PARIS: The main association of European airlines called Wednesday on the EU to extend the suspension of its “use-it-or-lose-it” rules governing slots at airports through the slow winter season, saying the return of demand is uncertain.

In March, the EU formally shelved until October 24 the requirement that airlines use 80 per cent of their slots – take-off and landing authorisations – or lose them the following year as coronavirus lockdowns meant that many flights were being cancelled.

Although airlines resumed some flights as EU nations relaxed most internal travel rules, the A4E airline association said there still aren’t enough people who want to fly.

“The number of slots we have is too many based on the demand,” said Ben Smith, chairman of A4E and the head of Air France-KLM.

The summer vacation season is when European airlines operate the most flights, while operations are scaled back during the rest of the year.

Slots at busy airports at Europe’s major cities are very valuable for airlines.

Airports have been unhappy that some airlines are cancelling flights at the last minute, not allowing airports to allocate slots to other carriers.

At least one European airline is believed to want the suspension to end in the hope of getting more slots.

Smith said “the reason that we’re not operating is not to block slots, the reason we’re not operating is because we don’t have access to many markets (and) there’s no demand.”

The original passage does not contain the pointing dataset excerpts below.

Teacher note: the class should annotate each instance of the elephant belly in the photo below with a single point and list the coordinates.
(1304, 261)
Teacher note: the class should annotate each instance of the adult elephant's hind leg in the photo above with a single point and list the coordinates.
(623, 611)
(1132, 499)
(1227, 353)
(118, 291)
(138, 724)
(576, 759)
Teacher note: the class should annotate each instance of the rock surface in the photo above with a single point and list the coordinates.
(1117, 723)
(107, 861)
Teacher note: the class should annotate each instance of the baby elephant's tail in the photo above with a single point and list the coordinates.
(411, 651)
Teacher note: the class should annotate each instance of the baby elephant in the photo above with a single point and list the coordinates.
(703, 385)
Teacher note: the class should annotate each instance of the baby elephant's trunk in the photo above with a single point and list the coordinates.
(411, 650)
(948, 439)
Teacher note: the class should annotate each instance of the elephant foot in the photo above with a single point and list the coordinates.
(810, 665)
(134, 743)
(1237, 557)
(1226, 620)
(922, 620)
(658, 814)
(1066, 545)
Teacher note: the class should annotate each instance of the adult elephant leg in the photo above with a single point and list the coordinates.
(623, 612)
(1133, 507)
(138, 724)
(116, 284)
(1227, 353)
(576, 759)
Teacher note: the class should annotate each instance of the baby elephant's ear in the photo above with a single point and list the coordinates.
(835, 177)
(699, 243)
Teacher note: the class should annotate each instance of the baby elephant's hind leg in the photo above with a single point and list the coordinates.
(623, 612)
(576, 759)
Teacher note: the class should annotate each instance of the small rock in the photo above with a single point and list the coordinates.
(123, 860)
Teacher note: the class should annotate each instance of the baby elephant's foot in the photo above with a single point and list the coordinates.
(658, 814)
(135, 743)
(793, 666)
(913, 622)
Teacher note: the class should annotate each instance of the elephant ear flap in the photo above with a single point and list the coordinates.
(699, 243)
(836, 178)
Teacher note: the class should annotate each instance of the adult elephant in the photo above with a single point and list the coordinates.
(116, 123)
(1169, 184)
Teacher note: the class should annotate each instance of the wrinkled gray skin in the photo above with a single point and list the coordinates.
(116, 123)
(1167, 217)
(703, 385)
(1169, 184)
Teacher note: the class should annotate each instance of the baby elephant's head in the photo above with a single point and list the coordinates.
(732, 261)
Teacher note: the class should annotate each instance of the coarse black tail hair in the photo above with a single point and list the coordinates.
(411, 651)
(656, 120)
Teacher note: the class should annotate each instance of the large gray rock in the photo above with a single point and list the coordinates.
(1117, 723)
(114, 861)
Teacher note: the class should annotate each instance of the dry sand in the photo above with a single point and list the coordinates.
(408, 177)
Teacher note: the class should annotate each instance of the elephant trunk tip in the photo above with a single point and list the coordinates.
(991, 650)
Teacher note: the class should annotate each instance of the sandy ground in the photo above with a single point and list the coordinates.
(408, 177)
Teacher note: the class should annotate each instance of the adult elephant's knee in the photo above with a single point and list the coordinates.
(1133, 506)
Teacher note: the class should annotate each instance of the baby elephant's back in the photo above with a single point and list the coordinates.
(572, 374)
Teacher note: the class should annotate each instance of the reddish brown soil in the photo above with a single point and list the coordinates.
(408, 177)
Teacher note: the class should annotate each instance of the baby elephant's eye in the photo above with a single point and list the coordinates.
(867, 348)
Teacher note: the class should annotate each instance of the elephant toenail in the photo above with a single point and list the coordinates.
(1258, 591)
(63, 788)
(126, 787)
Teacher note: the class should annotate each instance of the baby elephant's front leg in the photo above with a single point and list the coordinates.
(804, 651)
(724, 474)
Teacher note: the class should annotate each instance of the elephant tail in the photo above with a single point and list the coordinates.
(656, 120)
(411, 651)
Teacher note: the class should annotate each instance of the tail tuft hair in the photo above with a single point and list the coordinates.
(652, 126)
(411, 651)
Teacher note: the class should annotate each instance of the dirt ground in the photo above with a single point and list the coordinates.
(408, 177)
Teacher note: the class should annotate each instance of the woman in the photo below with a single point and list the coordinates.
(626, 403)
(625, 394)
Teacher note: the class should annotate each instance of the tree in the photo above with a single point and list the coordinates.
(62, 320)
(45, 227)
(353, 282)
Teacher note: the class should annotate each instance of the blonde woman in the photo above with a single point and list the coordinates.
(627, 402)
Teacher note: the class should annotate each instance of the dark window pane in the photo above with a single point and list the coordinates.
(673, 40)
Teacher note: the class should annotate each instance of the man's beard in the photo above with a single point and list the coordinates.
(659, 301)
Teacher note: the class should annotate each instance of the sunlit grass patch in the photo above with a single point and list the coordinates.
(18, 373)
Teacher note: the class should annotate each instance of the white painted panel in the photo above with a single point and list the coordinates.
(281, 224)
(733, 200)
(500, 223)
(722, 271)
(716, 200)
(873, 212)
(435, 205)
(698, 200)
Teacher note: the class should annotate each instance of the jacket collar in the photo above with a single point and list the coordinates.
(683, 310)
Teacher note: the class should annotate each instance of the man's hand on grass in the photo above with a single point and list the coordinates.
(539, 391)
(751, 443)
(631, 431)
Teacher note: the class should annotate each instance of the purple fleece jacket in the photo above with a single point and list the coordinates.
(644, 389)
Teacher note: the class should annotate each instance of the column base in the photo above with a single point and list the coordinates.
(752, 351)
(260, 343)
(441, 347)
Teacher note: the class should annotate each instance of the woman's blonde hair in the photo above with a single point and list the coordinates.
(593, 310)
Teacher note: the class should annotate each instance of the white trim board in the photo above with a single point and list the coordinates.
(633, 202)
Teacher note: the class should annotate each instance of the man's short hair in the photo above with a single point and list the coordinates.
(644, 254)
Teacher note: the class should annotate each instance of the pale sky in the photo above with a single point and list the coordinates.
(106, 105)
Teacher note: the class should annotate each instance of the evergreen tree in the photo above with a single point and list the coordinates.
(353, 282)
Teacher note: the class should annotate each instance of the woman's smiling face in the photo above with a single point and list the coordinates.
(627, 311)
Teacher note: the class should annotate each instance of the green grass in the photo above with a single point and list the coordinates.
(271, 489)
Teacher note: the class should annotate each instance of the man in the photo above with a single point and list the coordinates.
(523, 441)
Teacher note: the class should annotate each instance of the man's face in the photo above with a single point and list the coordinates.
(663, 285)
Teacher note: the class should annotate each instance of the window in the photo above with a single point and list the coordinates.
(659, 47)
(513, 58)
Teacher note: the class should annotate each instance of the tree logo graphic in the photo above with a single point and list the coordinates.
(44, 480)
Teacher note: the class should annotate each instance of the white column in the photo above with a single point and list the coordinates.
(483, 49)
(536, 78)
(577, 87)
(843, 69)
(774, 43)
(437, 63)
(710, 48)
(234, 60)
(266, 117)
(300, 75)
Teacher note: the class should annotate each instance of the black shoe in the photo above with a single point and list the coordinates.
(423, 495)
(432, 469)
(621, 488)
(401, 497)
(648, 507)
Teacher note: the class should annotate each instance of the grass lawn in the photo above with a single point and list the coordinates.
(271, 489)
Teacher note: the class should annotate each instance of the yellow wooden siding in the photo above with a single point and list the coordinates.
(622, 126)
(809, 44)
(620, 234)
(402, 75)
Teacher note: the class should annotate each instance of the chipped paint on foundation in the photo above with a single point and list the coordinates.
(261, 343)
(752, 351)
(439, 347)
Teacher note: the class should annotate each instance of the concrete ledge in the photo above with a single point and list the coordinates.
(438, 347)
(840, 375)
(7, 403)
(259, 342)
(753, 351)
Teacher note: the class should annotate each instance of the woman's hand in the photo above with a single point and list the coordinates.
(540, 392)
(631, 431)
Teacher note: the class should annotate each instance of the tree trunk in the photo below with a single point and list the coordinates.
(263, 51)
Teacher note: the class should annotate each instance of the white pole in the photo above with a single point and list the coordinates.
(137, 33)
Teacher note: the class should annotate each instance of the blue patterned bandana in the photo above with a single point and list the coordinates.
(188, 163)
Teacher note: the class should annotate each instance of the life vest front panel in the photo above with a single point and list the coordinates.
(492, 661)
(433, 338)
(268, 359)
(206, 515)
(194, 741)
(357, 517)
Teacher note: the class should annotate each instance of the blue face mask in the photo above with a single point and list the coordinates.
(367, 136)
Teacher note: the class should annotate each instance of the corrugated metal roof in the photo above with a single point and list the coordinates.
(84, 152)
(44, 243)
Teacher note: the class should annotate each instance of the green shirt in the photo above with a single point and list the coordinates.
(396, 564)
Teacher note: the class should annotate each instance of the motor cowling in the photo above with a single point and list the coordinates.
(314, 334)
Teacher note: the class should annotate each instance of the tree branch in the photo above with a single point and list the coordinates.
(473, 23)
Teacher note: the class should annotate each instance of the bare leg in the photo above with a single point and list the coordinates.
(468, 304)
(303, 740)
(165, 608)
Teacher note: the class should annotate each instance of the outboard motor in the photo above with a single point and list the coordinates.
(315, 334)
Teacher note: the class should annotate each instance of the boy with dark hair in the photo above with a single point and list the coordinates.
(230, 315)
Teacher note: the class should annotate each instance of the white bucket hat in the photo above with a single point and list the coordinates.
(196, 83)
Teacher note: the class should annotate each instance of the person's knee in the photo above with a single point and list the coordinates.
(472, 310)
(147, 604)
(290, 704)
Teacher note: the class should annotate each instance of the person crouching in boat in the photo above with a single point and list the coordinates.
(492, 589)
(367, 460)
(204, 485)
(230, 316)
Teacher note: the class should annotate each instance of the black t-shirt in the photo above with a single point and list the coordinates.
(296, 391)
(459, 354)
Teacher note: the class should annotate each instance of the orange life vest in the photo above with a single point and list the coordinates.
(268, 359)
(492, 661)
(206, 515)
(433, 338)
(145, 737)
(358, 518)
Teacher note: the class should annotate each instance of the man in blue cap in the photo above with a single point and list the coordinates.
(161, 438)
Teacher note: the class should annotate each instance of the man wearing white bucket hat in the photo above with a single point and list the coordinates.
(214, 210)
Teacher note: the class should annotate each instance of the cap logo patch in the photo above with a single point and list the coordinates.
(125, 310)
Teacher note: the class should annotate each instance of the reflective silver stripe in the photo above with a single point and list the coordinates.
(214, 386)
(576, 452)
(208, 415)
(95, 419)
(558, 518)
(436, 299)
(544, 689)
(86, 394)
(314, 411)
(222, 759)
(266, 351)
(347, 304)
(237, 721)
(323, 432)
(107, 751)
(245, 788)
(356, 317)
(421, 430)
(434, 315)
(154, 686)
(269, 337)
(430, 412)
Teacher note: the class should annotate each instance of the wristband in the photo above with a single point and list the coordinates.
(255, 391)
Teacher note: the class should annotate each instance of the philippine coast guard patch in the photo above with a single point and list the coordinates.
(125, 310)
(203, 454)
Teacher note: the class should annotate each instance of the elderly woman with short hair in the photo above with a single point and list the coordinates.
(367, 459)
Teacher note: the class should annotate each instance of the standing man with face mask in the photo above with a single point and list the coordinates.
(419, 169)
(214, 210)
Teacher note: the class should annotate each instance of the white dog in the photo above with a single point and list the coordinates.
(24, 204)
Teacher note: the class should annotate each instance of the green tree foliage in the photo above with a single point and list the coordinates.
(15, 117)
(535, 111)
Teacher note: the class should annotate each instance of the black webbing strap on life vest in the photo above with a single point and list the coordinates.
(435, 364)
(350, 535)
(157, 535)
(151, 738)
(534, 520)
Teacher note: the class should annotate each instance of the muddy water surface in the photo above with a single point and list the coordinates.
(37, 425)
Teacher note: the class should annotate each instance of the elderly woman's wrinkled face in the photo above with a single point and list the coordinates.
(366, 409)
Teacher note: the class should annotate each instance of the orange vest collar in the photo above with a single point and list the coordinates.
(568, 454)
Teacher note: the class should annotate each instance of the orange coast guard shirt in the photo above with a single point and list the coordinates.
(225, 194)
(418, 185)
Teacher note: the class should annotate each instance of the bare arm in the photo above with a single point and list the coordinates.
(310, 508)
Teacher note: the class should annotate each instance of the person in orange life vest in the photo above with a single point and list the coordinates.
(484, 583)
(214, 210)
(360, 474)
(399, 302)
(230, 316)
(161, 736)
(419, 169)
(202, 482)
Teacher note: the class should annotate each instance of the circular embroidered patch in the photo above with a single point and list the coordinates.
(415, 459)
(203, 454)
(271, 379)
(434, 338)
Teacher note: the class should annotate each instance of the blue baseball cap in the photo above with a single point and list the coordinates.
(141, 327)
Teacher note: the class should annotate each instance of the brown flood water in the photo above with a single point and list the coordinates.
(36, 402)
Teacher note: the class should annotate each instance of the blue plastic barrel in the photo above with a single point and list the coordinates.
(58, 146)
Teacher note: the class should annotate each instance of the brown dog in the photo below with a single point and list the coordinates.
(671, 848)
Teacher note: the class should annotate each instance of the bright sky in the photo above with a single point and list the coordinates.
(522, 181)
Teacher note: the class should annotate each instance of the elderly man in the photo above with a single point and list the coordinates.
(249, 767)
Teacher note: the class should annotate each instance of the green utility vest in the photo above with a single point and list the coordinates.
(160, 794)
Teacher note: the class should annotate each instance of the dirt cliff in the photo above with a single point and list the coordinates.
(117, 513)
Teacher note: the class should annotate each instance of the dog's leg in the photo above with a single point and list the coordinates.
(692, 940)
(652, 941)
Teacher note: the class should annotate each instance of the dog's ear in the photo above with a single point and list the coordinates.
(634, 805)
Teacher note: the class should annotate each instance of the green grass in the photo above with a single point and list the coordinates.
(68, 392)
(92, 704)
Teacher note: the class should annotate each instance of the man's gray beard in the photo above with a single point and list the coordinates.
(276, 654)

European airlines are expected to see their revenue fall by more than half this year and rack up losses of €19 billion (US$22 billion) due to the coronavirus pandemic and the travel restrictions many nations have imposed.

“This winter will definitely be very challenging,” said Smith. “It’s extremely important to get assistance.”

He also called for a review of the EU regulation on compensating passengers whose flights are cancelled or severely delayed.

The costs to airlines for compensating passengers more than tripled between 2011 and 2018 to €5.3 billion.